Apuron had due process

The Vatican provided Apuron due process, the outcome of which he is seeking to appeal, Pereda said.

Attorney Jacqueline Terlaje, Apuron's civil attorney, said she had no comment at this time.

Pereda said due to the statute of limitations, Apuron can't be criminally prosecuted for child sex abuse cases. The only way he can be brought to court is being sued in a civil court.

Apuron has recourse to further due process if he chooses to respond to child sexual abuse cases filed against him in civil courts. Apuron would have to need Rome's permission to return to Guam, Pereda said.

"He's still a bishop because he hasn't been laicized or defrocked," Pereda said. "But he's no longer a bishop who has any standing, any position of power. That's a major consequence."

Pereda said any belief the verdict can still be changed or overturned defies reality. He said those who are blindly loyal and supportive of Apuron will minimize the tribunal's verdict and sentence.

Canon law expert Patrick Wall, a former Catholic priest and Benedictine monk who left the ministry in 1998, believes the Vatican, for civil legal reasons, backed off child sexual abuse and proceeded on solicitation because it gets the same final result but also doesn't trigger civil liability for the hundreds of cases on Guam.

Marked a new era

The Vatican's guilty verdict and sentence marked a new era for the Catholic Church on Guam, Pereda said. He said Archbishop Michael Jude Byrnes is now the head of the church on Guam and he doesn't see that changing.
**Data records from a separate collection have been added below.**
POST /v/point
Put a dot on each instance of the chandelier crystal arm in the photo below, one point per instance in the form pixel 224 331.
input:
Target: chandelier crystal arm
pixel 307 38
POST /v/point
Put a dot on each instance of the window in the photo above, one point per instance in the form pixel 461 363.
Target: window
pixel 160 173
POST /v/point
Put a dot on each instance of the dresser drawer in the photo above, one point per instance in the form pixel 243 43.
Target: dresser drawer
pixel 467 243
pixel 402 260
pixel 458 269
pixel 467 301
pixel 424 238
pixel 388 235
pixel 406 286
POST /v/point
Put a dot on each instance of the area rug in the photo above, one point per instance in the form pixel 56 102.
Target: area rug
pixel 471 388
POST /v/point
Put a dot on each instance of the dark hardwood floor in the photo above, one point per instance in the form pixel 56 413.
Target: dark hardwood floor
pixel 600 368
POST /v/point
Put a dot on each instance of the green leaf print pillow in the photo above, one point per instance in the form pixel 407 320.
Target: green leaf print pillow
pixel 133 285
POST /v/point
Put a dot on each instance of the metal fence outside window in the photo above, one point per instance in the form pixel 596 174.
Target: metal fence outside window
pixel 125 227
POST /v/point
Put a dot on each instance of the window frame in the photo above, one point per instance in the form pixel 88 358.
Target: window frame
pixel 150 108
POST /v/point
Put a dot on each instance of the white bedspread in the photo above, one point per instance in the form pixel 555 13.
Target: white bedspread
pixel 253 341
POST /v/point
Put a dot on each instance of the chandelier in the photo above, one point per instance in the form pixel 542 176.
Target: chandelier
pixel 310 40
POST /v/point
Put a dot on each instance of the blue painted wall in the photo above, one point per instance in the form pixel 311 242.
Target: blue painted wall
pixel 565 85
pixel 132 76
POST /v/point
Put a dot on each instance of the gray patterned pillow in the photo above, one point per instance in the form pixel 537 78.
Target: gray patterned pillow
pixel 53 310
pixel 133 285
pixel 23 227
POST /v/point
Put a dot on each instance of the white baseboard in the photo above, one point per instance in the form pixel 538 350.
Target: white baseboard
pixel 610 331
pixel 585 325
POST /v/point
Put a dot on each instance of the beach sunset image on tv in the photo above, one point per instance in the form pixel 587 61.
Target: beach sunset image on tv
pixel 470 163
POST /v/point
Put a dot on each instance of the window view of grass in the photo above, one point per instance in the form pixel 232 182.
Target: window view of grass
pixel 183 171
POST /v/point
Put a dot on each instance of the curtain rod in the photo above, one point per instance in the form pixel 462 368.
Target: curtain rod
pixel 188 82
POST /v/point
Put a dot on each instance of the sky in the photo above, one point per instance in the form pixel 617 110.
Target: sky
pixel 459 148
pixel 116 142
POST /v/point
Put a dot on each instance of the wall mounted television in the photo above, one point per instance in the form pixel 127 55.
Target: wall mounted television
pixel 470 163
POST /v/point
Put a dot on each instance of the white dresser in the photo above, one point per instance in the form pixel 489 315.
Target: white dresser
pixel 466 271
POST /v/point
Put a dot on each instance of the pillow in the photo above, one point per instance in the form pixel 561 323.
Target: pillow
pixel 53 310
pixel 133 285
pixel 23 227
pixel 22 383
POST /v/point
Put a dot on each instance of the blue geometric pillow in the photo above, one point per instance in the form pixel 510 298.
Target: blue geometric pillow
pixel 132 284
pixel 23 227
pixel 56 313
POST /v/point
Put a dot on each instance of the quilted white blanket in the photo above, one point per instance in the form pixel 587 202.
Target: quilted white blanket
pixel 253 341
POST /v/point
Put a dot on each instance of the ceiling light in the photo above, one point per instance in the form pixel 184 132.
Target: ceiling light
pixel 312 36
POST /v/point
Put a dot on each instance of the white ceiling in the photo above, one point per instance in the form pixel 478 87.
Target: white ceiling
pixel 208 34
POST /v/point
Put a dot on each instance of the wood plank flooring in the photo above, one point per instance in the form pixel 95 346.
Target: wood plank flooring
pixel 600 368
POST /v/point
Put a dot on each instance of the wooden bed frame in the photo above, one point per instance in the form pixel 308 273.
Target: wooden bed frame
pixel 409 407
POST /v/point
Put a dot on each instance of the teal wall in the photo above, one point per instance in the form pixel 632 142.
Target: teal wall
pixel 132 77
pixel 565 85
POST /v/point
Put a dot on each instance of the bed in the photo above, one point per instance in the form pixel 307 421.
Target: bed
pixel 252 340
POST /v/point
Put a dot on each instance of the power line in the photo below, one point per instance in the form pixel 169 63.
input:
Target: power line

"So that's a new chapter going forward in the Catholic Church. And I think a lot of changes have been made since Archbishop Byrnes has taken over, a lot of positive changes, and I believe that that would continue," Pereda said.

Pereda also said while it's evident Apuron will likely be perceived historically as a disgraced prelate, it's hoped the former archbishop would prayerfully come to terms with his wrongful behavior and accept responsibility for his actions, as well as the consequences.

"In charity, he deserves the opportunity to make amends and become penitent and remorseful so that he can come to peace with himself and with God," Pereda wrote.

Apuron still receives a $1,500 monthly stipend from the archdiocese. This is known in church terms as decent support, the archdiocese said.

Status hearing

The archdiocese has acknowledged the abuses committed by clergy and strengthened its policies on the protection of children. The archdiocese and others named as defendants in clergy sex abuse lawsuits are pursuing mediation with the accusers, including those accusing Apuron.

Pereda said he never imagined there were about 170 cases of child sex abuse involving Catholic clergy on Guam. He said the lifting of the statute of limitation gave victims a voice to be heard.

On June 5, U.S. District Court of Guam Chief Judge Frances Tydingco-Gatewood and Superior Court of Guam Judge Michael Bordallo will hold a joint status hearing on the cases.